The Conquest of Ruins PDF Author: Julia Hell
Publisher: University of Chicago Press
ISBN: 022658819X
Category : History
Languages : en
Pages : 633

Book Description
The Roman Empire has been a source of inspiration and a model for imitation for Western empires practically since the moment Rome fell. Yet, as Julia Hell shows in The Conquest of Ruins, what has had the strongest grip on aspiring imperial imaginations isn’t that empire’s glory but its fall—and the haunting monuments left in its wake. Hell examines centuries of European empire-building—from Charles V in the sixteenth century and Napoleon’s campaigns of the late seventeenth and early eighteenth centuries to the atrocities of Mussolini and the Third Reich in the 1930s and ’40s—and sees a similar fascination with recreating the Roman past in the contemporary image. In every case—particularly that of the Nazi regime—the ruins of Rome seem to represent a mystery to be solved: how could an empire so powerful be brought so low? Hell argues that this fascination with the ruins of greatness expresses a need on the part of would-be conquerors to find something to ward off a similar demise for their particular empire.

The Re-Use of Urban Ruins

The Re-Use of Urban Ruins PDF Author: Hanna Katharina Göbel
Publisher: Routledge
ISBN: 131763022X
Category : Social Science
Languages : en
Pages : 238

Book Description
How do urban ruins provoke their cultural revaluation? This book offers a unique sociological analysis about the social agencies of material culture and atmospheric knowledge of buildings in the making. It draws on ethnographic research in Berlin along the former Palace of the Republic, the E-Werk and the Café Moskau in order to make visible an interdisciplinary regime of design experts who have developed a professional sensorium turning the built memory of the city into an object of aesthetic inquiry.

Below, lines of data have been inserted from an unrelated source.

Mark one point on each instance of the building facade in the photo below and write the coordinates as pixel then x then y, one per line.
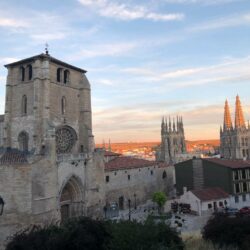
pixel 49 170
pixel 173 145
pixel 49 167
pixel 235 138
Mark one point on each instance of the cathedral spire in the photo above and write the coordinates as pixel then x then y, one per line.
pixel 239 117
pixel 169 125
pixel 227 117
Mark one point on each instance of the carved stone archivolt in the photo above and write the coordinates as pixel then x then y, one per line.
pixel 65 139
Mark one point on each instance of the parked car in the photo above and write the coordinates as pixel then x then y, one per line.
pixel 245 211
pixel 231 211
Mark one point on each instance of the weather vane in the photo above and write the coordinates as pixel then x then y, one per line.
pixel 46 48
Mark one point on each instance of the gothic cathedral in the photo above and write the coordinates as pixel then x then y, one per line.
pixel 234 140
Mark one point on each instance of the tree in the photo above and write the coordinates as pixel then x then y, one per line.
pixel 160 198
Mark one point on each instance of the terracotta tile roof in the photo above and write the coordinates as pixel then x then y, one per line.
pixel 230 163
pixel 125 162
pixel 162 164
pixel 210 194
pixel 13 157
pixel 109 153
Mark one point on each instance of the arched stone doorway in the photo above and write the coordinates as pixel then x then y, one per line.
pixel 71 199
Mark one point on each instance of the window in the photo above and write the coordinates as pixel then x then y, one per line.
pixel 63 105
pixel 236 198
pixel 244 197
pixel 23 140
pixel 243 174
pixel 24 105
pixel 66 76
pixel 107 178
pixel 164 175
pixel 22 73
pixel 58 74
pixel 29 67
pixel 236 175
pixel 244 187
pixel 237 188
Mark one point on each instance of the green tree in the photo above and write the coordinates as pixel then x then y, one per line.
pixel 160 198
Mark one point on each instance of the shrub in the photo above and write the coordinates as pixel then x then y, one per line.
pixel 228 231
pixel 81 233
pixel 131 235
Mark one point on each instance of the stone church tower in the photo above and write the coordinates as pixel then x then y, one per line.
pixel 234 140
pixel 172 140
pixel 49 170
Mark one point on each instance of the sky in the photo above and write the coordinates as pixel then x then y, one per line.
pixel 145 58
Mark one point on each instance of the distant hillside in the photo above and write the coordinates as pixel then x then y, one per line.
pixel 127 146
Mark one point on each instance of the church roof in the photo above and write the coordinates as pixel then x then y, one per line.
pixel 125 162
pixel 210 194
pixel 230 163
pixel 43 56
pixel 110 153
pixel 13 156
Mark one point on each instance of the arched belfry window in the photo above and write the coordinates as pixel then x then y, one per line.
pixel 30 73
pixel 22 71
pixel 24 105
pixel 164 175
pixel 58 74
pixel 66 76
pixel 63 105
pixel 23 140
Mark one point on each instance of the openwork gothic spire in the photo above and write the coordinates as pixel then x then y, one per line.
pixel 227 117
pixel 239 117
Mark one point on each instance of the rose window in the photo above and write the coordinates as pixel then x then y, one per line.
pixel 65 139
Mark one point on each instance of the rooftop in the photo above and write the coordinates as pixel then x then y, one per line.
pixel 45 56
pixel 210 194
pixel 125 162
pixel 230 163
pixel 109 153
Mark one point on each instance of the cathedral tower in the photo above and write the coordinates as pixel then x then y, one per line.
pixel 172 140
pixel 234 140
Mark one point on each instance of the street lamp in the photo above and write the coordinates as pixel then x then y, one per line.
pixel 129 209
pixel 135 200
pixel 1 205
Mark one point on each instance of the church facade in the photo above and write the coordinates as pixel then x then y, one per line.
pixel 234 138
pixel 173 145
pixel 50 169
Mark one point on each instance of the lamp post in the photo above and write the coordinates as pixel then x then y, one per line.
pixel 129 209
pixel 1 205
pixel 135 200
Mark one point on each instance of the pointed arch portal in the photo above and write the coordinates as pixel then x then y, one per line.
pixel 71 199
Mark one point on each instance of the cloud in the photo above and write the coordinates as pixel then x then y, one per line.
pixel 99 50
pixel 204 2
pixel 225 22
pixel 14 23
pixel 125 12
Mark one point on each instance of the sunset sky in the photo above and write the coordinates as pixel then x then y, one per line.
pixel 145 58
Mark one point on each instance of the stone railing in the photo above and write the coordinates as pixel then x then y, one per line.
pixel 72 157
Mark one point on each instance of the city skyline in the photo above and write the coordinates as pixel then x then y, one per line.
pixel 144 59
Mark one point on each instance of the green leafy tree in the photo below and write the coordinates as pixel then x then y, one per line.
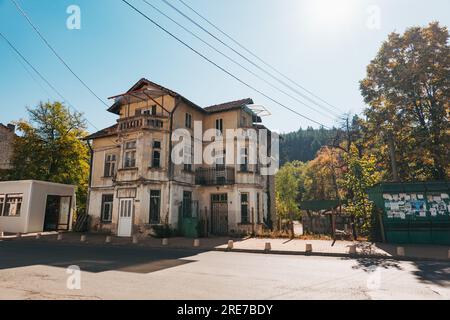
pixel 49 147
pixel 407 88
pixel 287 189
pixel 361 174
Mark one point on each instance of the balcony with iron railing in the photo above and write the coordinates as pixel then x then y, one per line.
pixel 213 176
pixel 143 121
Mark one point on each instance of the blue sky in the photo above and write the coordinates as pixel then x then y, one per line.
pixel 325 45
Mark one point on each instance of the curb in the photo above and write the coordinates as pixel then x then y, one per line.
pixel 330 254
pixel 256 251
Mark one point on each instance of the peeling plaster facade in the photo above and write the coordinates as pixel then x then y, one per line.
pixel 148 114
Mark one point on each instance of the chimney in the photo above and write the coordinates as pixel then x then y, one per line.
pixel 11 127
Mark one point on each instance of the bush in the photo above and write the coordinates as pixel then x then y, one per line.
pixel 163 231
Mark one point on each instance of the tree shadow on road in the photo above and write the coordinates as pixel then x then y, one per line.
pixel 95 259
pixel 433 272
pixel 371 264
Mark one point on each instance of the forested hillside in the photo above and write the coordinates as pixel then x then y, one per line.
pixel 303 144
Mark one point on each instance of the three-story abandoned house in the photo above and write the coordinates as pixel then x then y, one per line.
pixel 135 184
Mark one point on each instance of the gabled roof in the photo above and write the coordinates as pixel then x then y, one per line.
pixel 145 82
pixel 227 106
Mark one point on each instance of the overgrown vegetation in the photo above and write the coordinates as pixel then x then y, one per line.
pixel 50 147
pixel 405 135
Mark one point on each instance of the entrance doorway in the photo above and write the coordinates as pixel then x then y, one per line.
pixel 219 214
pixel 57 213
pixel 125 218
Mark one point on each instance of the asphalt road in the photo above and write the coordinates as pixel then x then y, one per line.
pixel 37 270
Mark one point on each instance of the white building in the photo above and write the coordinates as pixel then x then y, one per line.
pixel 35 206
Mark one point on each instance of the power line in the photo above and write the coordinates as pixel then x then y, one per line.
pixel 218 66
pixel 54 51
pixel 254 55
pixel 247 59
pixel 236 62
pixel 31 75
pixel 41 76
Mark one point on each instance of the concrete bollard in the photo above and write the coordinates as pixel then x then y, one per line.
pixel 196 242
pixel 401 251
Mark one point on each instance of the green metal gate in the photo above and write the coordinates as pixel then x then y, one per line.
pixel 188 219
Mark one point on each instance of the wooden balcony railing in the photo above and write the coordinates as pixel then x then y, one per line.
pixel 218 175
pixel 141 122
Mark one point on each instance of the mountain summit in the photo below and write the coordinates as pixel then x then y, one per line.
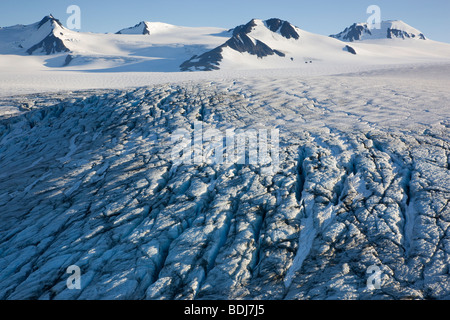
pixel 392 29
pixel 147 28
pixel 272 43
pixel 43 37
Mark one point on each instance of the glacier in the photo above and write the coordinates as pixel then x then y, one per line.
pixel 87 179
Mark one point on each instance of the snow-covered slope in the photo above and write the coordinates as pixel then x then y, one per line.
pixel 392 29
pixel 259 44
pixel 272 43
pixel 148 28
pixel 44 37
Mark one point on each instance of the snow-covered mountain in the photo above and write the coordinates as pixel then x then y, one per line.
pixel 258 44
pixel 392 29
pixel 148 28
pixel 262 44
pixel 43 37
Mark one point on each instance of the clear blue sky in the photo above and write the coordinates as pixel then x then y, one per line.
pixel 324 17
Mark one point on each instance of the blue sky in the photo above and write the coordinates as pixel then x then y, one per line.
pixel 323 17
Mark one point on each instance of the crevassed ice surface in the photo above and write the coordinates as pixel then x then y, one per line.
pixel 87 179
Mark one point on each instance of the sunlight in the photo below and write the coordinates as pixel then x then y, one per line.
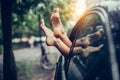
pixel 79 8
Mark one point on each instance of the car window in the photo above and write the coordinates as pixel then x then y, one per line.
pixel 91 24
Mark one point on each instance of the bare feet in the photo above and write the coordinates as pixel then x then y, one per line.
pixel 56 23
pixel 50 39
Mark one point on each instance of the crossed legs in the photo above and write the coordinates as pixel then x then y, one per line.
pixel 59 39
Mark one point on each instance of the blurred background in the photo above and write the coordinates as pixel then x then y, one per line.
pixel 34 59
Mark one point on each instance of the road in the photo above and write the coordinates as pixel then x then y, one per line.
pixel 28 63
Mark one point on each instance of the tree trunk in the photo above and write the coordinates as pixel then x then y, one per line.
pixel 9 66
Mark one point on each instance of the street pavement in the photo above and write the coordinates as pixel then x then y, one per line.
pixel 29 59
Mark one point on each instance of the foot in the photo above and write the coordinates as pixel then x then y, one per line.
pixel 56 23
pixel 50 39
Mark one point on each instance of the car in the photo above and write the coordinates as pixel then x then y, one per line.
pixel 103 64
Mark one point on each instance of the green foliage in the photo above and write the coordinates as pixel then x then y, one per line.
pixel 26 15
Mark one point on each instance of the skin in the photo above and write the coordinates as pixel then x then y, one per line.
pixel 59 39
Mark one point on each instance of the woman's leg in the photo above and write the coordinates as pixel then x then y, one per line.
pixel 51 40
pixel 58 27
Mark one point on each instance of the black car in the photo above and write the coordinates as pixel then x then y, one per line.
pixel 100 65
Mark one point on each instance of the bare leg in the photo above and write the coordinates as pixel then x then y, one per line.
pixel 58 27
pixel 51 40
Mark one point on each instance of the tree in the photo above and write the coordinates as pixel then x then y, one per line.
pixel 9 66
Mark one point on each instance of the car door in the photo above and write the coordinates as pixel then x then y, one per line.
pixel 102 64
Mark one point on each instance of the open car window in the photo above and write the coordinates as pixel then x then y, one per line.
pixel 90 25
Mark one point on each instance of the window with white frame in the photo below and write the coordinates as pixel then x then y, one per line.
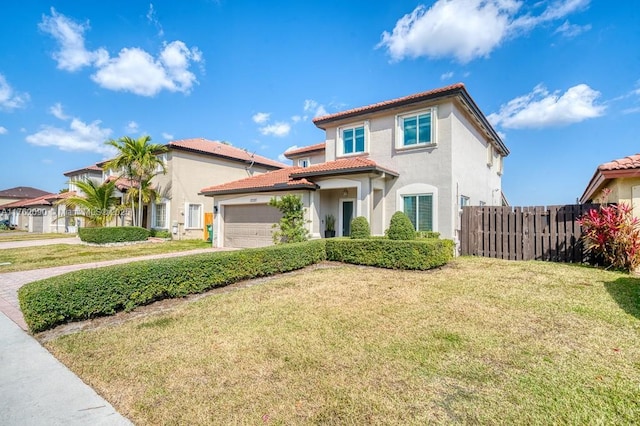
pixel 419 208
pixel 160 216
pixel 194 216
pixel 303 162
pixel 353 140
pixel 416 129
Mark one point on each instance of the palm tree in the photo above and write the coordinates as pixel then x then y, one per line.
pixel 138 159
pixel 98 205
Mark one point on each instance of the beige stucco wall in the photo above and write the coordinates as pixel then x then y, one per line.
pixel 187 174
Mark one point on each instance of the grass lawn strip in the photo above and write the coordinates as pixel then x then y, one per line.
pixel 27 258
pixel 480 340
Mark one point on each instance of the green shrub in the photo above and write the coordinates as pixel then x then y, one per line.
pixel 360 228
pixel 115 234
pixel 160 233
pixel 427 234
pixel 96 292
pixel 401 227
pixel 392 254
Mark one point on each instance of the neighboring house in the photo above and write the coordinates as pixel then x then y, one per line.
pixel 427 154
pixel 12 195
pixel 621 177
pixel 42 214
pixel 190 165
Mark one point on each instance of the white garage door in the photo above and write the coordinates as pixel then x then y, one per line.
pixel 249 225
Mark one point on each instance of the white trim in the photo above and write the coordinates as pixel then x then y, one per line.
pixel 340 142
pixel 341 201
pixel 400 128
pixel 186 214
pixel 420 189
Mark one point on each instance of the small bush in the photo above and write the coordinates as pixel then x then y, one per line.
pixel 115 234
pixel 97 292
pixel 612 236
pixel 360 228
pixel 384 253
pixel 401 227
pixel 427 234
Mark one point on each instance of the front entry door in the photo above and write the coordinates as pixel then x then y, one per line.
pixel 347 216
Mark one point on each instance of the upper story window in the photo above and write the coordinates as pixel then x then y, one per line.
pixel 353 140
pixel 416 129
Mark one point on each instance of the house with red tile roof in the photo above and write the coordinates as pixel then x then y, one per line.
pixel 190 165
pixel 621 177
pixel 426 154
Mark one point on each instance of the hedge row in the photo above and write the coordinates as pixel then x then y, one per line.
pixel 394 254
pixel 96 292
pixel 104 291
pixel 113 234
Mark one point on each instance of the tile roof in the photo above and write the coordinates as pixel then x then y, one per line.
pixel 429 94
pixel 44 200
pixel 626 167
pixel 220 149
pixel 274 180
pixel 22 192
pixel 305 150
pixel 295 177
pixel 92 168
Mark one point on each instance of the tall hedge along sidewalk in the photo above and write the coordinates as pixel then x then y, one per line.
pixel 104 291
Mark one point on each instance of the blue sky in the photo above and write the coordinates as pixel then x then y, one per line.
pixel 559 79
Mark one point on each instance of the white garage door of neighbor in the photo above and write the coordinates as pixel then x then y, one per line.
pixel 249 225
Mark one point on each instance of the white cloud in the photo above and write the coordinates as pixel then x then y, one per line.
pixel 466 29
pixel 80 136
pixel 57 111
pixel 543 109
pixel 152 17
pixel 446 75
pixel 132 127
pixel 261 117
pixel 279 129
pixel 572 30
pixel 136 71
pixel 72 54
pixel 133 70
pixel 9 100
pixel 313 107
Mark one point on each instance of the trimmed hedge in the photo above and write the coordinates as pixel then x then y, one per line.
pixel 392 254
pixel 113 234
pixel 97 292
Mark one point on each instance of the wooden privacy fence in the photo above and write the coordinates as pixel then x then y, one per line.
pixel 524 233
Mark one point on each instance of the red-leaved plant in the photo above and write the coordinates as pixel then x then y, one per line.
pixel 612 235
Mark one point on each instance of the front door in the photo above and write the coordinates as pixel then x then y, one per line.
pixel 347 216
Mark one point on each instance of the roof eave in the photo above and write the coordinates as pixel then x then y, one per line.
pixel 312 187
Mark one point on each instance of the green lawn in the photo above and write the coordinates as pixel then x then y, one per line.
pixel 22 259
pixel 6 236
pixel 479 341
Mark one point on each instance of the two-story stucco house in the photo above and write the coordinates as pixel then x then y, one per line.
pixel 426 154
pixel 190 164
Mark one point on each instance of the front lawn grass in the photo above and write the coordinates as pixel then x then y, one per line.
pixel 478 341
pixel 6 236
pixel 26 258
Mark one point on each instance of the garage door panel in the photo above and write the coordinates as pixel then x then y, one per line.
pixel 249 225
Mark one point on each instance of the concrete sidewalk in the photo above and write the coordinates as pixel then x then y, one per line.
pixel 36 389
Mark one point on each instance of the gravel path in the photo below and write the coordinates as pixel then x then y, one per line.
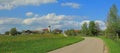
pixel 89 45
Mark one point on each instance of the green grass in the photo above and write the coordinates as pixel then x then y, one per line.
pixel 113 46
pixel 35 43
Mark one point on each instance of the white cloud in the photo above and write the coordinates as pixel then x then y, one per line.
pixel 10 21
pixel 9 4
pixel 73 5
pixel 101 23
pixel 29 14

Ruins of Sacred and Historic Lands

Ruins of Sacred and Historic Lands PDF Author:
Publisher:
ISBN:
Category : Antiquities
Languages : en
Pages : 418

Book Description


Ruins of Sacred and Historic Lands, Babylon, Nineveh, Palestine, Egypt, Central America, Italy, etc. etc

Ruins of Sacred and Historic Lands, Babylon, Nineveh, Palestine, Egypt, Central America, Italy, etc. etc PDF Author:
Publisher:
ISBN:
Category :
Languages : en
Pages : 442

Book Description


Spenser's Ruins and the Art of Recollection

Spenser's Ruins and the Art of Recollection PDF Author: Rebeca Helfer
Publisher: University of Toronto Press
ISBN: 0802090672
Category : Literary Criticism
Languages : en
Pages : 409

Book Description
Beginning with the origins of mnemonic strategies in epic tales, Helfer examines how the art of memory speaks to debates about poetry and its place in culture from Plato to Spenser's present day.